I think
@amirm had posed somewhere that the target curve used by Anthem is a little too flat which causes a perceived lack of punch /bass response
No, it isn’t flat at all and I don’t think anyone said that about the target curve. On the contrary, in the auto correct mode, it rolls off drastically at the low end for the L and R depending on what it measures at low frequencies.
The problem is that PW Link, as a strictly 2.0 unit, has no bass management and no measurement for sub, unlike the 2.1 PW Amp or any other Anthem unit and ARC has a slight problem with this. This is the only unit without bass management, it has to deal with. So, what happens is that in auto mode, ARC measures the response and sets the crossover frequency too high for the L and R and rolls off the target curve in a typical crossover slope with the assumption that the subwoofer measurement will take care of the correction below that but for the PW Link, there is no separate subwoofer channel to measure or send filters for! So, you may not only find ARC rolling off the target curve early, you also land up with NO correction below that higher crossover it selects! I don’t think they have fixed this bug yet.

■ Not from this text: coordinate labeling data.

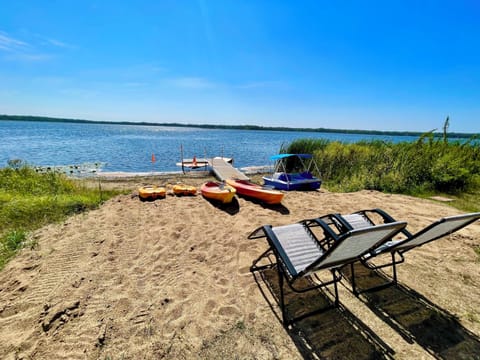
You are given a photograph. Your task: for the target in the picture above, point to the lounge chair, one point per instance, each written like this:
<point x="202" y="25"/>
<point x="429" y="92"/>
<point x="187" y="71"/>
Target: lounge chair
<point x="301" y="249"/>
<point x="398" y="247"/>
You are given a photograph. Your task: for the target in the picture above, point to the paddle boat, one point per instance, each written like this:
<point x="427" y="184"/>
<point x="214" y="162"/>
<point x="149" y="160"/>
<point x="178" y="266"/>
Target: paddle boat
<point x="218" y="191"/>
<point x="293" y="172"/>
<point x="151" y="192"/>
<point x="265" y="194"/>
<point x="182" y="189"/>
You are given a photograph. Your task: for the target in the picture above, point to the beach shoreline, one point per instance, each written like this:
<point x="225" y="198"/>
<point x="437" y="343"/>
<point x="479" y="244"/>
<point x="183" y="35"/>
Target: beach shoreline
<point x="170" y="279"/>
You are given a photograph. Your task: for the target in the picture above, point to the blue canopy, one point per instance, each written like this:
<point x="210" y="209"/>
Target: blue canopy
<point x="283" y="156"/>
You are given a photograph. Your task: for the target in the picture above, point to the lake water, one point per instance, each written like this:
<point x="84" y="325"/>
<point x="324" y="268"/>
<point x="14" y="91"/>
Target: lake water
<point x="129" y="148"/>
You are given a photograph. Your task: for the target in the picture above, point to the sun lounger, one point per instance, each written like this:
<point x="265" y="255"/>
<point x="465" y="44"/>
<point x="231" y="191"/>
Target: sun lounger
<point x="398" y="247"/>
<point x="301" y="249"/>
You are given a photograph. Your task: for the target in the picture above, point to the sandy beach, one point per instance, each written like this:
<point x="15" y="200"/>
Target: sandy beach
<point x="170" y="279"/>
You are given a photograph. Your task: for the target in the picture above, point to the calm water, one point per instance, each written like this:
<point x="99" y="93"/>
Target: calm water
<point x="129" y="148"/>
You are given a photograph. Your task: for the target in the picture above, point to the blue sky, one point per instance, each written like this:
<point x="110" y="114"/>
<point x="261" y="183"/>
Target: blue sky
<point x="372" y="65"/>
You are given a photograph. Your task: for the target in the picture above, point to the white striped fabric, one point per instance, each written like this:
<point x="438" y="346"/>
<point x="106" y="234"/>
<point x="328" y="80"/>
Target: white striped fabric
<point x="300" y="248"/>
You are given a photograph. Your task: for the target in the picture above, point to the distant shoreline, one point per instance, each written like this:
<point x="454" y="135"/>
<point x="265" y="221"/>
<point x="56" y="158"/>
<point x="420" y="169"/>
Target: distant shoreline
<point x="232" y="127"/>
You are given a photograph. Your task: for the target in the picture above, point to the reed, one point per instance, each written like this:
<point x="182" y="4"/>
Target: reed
<point x="29" y="200"/>
<point x="430" y="165"/>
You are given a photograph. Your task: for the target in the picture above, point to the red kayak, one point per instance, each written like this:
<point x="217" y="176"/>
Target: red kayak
<point x="262" y="193"/>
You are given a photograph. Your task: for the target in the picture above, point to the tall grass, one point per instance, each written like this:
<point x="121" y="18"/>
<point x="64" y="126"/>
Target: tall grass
<point x="428" y="165"/>
<point x="29" y="200"/>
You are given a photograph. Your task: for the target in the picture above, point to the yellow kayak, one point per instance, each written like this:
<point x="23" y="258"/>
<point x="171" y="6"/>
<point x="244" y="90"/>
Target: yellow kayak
<point x="181" y="189"/>
<point x="151" y="192"/>
<point x="218" y="191"/>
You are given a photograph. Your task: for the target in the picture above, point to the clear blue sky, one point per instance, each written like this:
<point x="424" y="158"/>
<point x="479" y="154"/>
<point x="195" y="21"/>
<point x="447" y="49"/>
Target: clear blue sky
<point x="382" y="65"/>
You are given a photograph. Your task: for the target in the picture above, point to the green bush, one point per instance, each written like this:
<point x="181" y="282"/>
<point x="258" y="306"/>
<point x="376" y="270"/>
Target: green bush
<point x="426" y="165"/>
<point x="29" y="200"/>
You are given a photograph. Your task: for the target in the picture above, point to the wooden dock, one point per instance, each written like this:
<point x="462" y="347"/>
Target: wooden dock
<point x="224" y="170"/>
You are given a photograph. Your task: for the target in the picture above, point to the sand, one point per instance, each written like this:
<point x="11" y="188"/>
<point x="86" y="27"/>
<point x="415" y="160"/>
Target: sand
<point x="170" y="279"/>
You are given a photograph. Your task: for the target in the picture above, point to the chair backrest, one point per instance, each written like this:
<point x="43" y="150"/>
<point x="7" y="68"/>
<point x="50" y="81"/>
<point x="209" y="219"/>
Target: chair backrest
<point x="438" y="229"/>
<point x="295" y="245"/>
<point x="352" y="245"/>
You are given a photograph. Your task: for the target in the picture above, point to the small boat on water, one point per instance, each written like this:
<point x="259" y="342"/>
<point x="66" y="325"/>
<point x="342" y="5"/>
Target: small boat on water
<point x="151" y="192"/>
<point x="293" y="172"/>
<point x="218" y="191"/>
<point x="265" y="194"/>
<point x="182" y="189"/>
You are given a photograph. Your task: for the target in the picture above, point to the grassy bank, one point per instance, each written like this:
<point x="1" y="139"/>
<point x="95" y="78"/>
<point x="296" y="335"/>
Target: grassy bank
<point x="29" y="200"/>
<point x="426" y="167"/>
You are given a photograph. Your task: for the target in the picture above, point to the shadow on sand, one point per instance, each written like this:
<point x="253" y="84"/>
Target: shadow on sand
<point x="333" y="333"/>
<point x="231" y="208"/>
<point x="416" y="318"/>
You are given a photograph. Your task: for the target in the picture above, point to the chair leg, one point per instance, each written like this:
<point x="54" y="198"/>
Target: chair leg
<point x="282" y="299"/>
<point x="354" y="285"/>
<point x="335" y="287"/>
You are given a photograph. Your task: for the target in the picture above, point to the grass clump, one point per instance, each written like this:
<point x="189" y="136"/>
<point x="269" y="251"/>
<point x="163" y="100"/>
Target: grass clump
<point x="29" y="200"/>
<point x="430" y="165"/>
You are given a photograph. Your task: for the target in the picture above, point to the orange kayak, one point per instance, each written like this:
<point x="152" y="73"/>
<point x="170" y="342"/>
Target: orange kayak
<point x="151" y="192"/>
<point x="262" y="193"/>
<point x="181" y="189"/>
<point x="218" y="191"/>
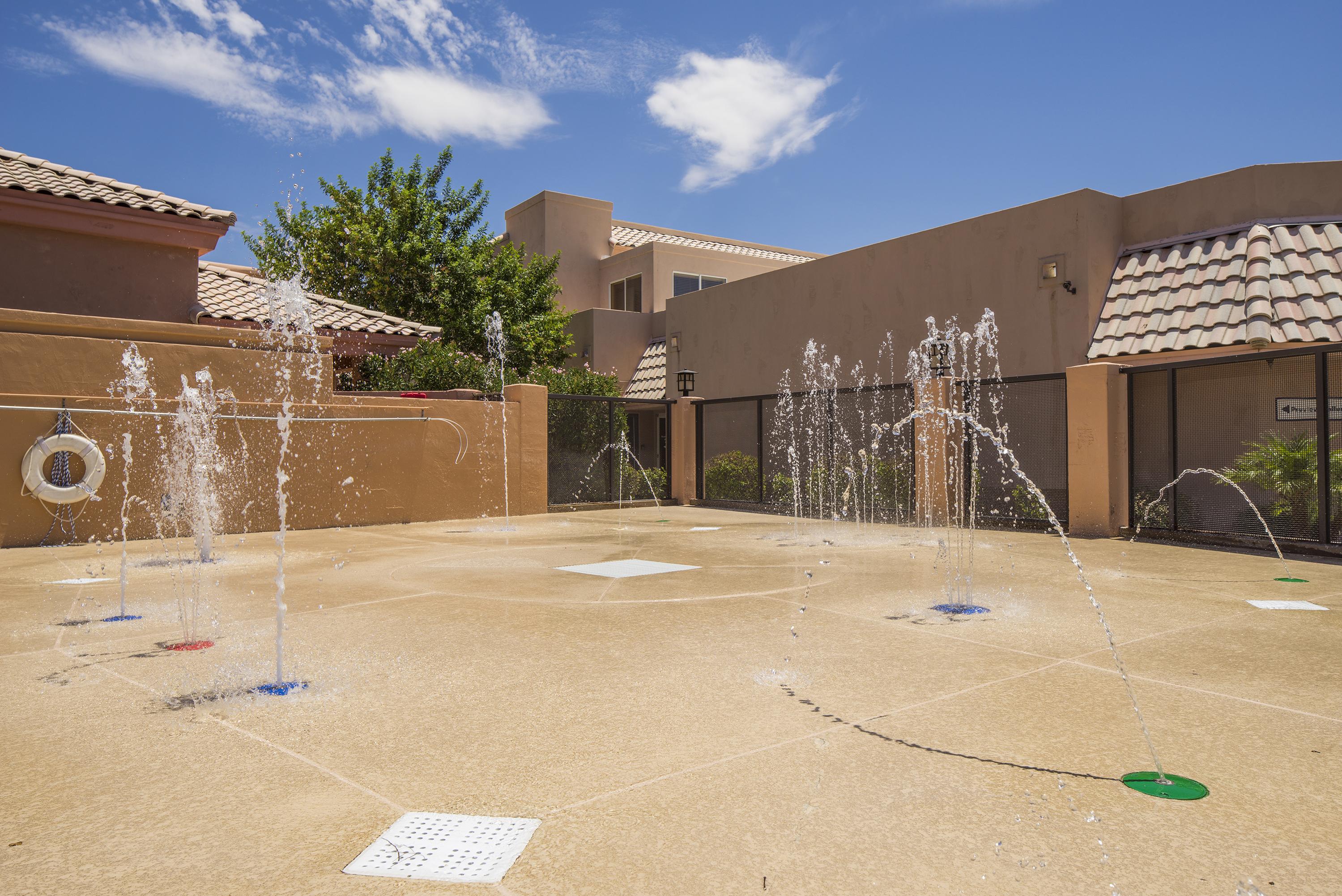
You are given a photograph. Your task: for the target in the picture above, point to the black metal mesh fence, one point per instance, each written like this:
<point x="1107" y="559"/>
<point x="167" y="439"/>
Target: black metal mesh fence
<point x="822" y="454"/>
<point x="1031" y="415"/>
<point x="732" y="451"/>
<point x="1152" y="466"/>
<point x="605" y="450"/>
<point x="1254" y="427"/>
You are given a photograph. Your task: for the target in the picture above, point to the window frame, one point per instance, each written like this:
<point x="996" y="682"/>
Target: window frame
<point x="722" y="281"/>
<point x="625" y="293"/>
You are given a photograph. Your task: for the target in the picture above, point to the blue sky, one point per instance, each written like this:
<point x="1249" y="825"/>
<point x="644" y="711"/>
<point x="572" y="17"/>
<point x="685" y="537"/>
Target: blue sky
<point x="816" y="127"/>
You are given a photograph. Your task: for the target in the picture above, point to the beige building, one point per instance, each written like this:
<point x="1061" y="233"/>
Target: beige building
<point x="618" y="277"/>
<point x="1185" y="326"/>
<point x="73" y="242"/>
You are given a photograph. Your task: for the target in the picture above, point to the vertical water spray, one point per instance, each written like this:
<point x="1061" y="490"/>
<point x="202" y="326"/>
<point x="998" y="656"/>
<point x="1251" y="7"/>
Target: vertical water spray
<point x="290" y="332"/>
<point x="195" y="471"/>
<point x="132" y="387"/>
<point x="497" y="346"/>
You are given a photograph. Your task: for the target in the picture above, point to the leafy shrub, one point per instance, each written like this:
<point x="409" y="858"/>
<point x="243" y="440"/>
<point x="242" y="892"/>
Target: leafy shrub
<point x="732" y="477"/>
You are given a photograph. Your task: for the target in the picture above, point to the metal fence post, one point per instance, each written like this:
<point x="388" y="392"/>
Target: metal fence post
<point x="1173" y="440"/>
<point x="760" y="444"/>
<point x="698" y="451"/>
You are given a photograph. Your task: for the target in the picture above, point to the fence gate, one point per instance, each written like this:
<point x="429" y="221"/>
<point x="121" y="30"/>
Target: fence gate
<point x="822" y="454"/>
<point x="831" y="454"/>
<point x="605" y="450"/>
<point x="1263" y="426"/>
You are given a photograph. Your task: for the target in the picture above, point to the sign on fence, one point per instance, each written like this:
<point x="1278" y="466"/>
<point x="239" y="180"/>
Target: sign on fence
<point x="1306" y="408"/>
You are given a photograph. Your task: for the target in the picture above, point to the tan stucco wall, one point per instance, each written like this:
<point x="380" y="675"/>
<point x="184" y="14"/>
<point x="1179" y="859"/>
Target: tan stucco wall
<point x="47" y="270"/>
<point x="618" y="340"/>
<point x="1298" y="190"/>
<point x="1097" y="448"/>
<point x="576" y="227"/>
<point x="661" y="262"/>
<point x="402" y="471"/>
<point x="685" y="463"/>
<point x="580" y="230"/>
<point x="741" y="336"/>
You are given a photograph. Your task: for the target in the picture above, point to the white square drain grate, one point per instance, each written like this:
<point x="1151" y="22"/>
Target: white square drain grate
<point x="431" y="845"/>
<point x="1287" y="606"/>
<point x="625" y="569"/>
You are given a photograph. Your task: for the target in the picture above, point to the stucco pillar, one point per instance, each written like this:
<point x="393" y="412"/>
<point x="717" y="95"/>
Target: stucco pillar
<point x="936" y="452"/>
<point x="529" y="493"/>
<point x="1097" y="450"/>
<point x="685" y="457"/>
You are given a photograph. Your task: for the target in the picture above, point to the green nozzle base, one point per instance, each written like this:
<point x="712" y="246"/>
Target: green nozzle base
<point x="1175" y="786"/>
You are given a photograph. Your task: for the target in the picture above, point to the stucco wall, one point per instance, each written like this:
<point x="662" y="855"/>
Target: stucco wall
<point x="741" y="336"/>
<point x="402" y="470"/>
<point x="47" y="270"/>
<point x="576" y="227"/>
<point x="661" y="262"/>
<point x="1298" y="190"/>
<point x="618" y="340"/>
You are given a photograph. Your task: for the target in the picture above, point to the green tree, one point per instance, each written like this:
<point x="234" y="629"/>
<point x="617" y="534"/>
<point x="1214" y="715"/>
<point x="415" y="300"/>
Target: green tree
<point x="1287" y="466"/>
<point x="733" y="475"/>
<point x="414" y="246"/>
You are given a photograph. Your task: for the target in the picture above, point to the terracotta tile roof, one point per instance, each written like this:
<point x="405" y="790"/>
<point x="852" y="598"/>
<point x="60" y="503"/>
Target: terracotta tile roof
<point x="1259" y="286"/>
<point x="235" y="293"/>
<point x="634" y="236"/>
<point x="650" y="376"/>
<point x="39" y="176"/>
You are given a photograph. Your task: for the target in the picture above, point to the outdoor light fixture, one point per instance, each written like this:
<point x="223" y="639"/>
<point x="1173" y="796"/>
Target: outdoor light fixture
<point x="938" y="356"/>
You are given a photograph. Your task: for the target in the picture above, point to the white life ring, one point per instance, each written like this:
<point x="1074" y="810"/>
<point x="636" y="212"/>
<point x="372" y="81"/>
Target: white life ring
<point x="96" y="466"/>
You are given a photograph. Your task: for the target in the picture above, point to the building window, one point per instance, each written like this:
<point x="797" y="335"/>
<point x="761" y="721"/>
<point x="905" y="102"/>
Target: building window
<point x="682" y="283"/>
<point x="627" y="294"/>
<point x="1052" y="270"/>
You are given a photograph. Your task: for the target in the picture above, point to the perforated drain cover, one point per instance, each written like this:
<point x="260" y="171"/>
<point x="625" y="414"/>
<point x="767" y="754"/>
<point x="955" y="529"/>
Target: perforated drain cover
<point x="625" y="569"/>
<point x="431" y="845"/>
<point x="1287" y="606"/>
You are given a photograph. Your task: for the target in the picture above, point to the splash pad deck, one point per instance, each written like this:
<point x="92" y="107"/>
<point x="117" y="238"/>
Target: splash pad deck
<point x="461" y="672"/>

You can see this in the ARC Genesis graphs, so easier to talk with that in context.
What you have to do for this depends on whether you have a 2.1 with a downstream crossover or a full range 2.0. If the latter, then in the Adjust parameter section of ARC Genesis, lower the crossover frequency as low as you can make it and bump up the room gain and then generate the filters. If you have a 2.1, read my post earlier in this thread in fooling ARC for 2.0 by bumping up the level of the subwoofer relative to the mains by up to 10db in your downstream device that does the crossover before you measure, assuming you have gain adjustment for mains and sub or you have a powered sub. This will set the ARC crossover lower more like a full range speaker with a built in room gain, the correction will be made up to that point for the L and R and you will need much less room gain adjustment if at all. It does not need to generate filters to boost for room gain (with some unintended consequences of lowering overall to avoid digital clipping, reducing the overall volume), allows better flattening by knocking out highs at the low end and the downstream amp or sub amp will be doing the work as they should.
Regarding being too bright, not having enough lows will make it sound thin rather than what people typically mean by bright. The latter is from the mid-high response being too flat (or even too harsh) without sufficient slope. You may actually be referring to thin as bright. If it is actually too bright, room gain will not necessarily help but increasing the slope at the higher end will. Again better to look at this in the context of the graphs.